The article continues:
The game's most vocal opponent is conservative Christian lawyer Jack Thompson... [who] published his book, "Out of Harm's Way" (Tyndale, $19.99), last November. He has since severed ties with Tyndale because of "Eternal Forces."
He said Tyndale, in backing the game, has "personally broken my heart." He accused the company of abandoning morality by exploiting a "cash cow" in the "Left Behind" series, and said co-author LaHaye "ought to be ashamed of himself."
"We've got a company that's really prostituting the name `Christian' and using it as a sales tool to market to Christian kids that which is harmful by any other name," Thompson said.
Meanwhile, Jonathan Hutson's multi-part series at Talk to Action; that was also posted at Political Cortex and The Daily Kos has led the way in raising some very disturbing issues that transcend the issue of video game violence alone. Among the concerns he raises is that one of the games' main functions is the indoctrination of children about what things will be like in the End Times, (which look a lot like today) and suggests that an ethic that demands the conversion of New Yorkers, and failing that, slaughtering them, is what Christianity is about. Hutson raises the question, for example as to who gets "left behind" after the "rapture" -- when good Christians are taken up into heaven while wars rage on earth? (The game does not say, but Tim LaHaye in his books, does.) Who are these faceless New Yorkers who were not good enough to be raptured? Why Catholics, atheists, Jews, Muslims, mainline Christians, gays and lesbians -- and a host of others who comprise the full diversity of America. These fellow Americans are the characters left to convert or be killed on the streets of New York. This game is intended for children as young as 13. But of course, it will inevitably be played by children much younger as well.
Hutson also reported that the game is packed with spyware, tracking the activities of young gamers and compiling the information for unnamed clients; and that Jack Thompson has written to Christian Right leaders Jerry Falwell and James Dobson urging them to join him in denouncing the game. So far, they have not responded to Thompson's appeal.
Chip Berlet has reported on how the game fronts for, and helps to market Tim LaHaye' brand of hateful hateful ideology. In Berlet's view:
So the outcome of Tim LaHaye's "non-fiction" writing, the Left Behind series of novels, and the video game, is the training of young Christian evangelicals to rebel against the elected government of the United States when they decide government leaders are in service to the antichrist. And the task for these young Crusaders is to gun down the agents of Satan and their witting and unwitting allies among the ranks of the non-believers.

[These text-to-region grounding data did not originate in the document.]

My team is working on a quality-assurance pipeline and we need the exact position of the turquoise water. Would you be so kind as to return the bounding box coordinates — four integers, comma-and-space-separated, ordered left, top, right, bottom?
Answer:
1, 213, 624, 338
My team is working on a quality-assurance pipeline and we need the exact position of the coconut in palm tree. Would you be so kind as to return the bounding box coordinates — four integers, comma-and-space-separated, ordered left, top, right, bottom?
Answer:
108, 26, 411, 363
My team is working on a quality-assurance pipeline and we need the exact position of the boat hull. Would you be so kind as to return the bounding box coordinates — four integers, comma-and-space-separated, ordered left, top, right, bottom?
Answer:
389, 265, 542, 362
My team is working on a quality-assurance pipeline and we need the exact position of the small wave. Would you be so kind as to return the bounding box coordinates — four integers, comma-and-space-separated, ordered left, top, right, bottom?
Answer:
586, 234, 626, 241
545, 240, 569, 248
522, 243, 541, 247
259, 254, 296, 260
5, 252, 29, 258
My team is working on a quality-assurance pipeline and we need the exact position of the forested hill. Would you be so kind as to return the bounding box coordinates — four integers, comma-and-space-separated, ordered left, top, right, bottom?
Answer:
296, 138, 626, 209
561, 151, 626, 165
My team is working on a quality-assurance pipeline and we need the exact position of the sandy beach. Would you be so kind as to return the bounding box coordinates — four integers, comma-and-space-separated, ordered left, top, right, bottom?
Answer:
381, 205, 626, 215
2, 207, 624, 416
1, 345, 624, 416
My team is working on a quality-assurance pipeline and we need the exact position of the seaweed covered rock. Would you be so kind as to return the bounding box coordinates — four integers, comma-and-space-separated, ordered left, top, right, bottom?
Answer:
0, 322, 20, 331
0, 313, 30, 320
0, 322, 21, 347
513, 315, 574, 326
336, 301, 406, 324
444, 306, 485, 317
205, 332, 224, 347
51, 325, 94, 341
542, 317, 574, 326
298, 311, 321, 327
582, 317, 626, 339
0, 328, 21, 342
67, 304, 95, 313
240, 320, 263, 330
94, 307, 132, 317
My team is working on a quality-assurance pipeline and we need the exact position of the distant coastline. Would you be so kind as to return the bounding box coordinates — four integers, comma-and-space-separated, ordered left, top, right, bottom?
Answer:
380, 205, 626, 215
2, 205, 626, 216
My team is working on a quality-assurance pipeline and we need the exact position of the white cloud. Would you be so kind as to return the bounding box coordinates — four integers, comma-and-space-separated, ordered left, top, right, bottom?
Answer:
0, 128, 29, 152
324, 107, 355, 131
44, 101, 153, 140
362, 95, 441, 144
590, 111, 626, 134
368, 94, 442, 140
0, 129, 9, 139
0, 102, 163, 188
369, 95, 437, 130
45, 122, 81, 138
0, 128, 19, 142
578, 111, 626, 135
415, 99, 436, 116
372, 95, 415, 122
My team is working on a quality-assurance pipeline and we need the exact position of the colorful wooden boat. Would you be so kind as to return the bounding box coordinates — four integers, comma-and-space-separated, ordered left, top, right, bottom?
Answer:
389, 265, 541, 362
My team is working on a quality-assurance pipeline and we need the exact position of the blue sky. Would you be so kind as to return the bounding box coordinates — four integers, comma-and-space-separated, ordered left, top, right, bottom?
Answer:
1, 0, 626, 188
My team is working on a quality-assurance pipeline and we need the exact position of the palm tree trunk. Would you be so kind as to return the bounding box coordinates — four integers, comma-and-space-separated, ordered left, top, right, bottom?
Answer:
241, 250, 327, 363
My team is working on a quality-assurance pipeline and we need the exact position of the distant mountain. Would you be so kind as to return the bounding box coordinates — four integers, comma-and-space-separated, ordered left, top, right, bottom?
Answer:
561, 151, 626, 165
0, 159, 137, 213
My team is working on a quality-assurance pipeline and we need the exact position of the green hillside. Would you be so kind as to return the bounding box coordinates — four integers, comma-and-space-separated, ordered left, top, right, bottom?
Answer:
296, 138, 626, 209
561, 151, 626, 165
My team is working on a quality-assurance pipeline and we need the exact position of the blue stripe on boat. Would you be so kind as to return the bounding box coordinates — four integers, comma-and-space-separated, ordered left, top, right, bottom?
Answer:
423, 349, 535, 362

And from the Left Behind novels, we know this list is likely to include not just secularists, but also homosexuals, feminists, abortion providers, as well as Jews, Catholics, Hindus, and Muslims...especially Muslims.
In fairness, there is only so much a reporter can cover in one short wire story. But the issues that Hutson, Berlet and others have raised, are not going to go away. And there will be plenty more opportunities for reporters to delve into them this summer, in the run summer to the release of the game in October-- just in time for the Christmas shopping season.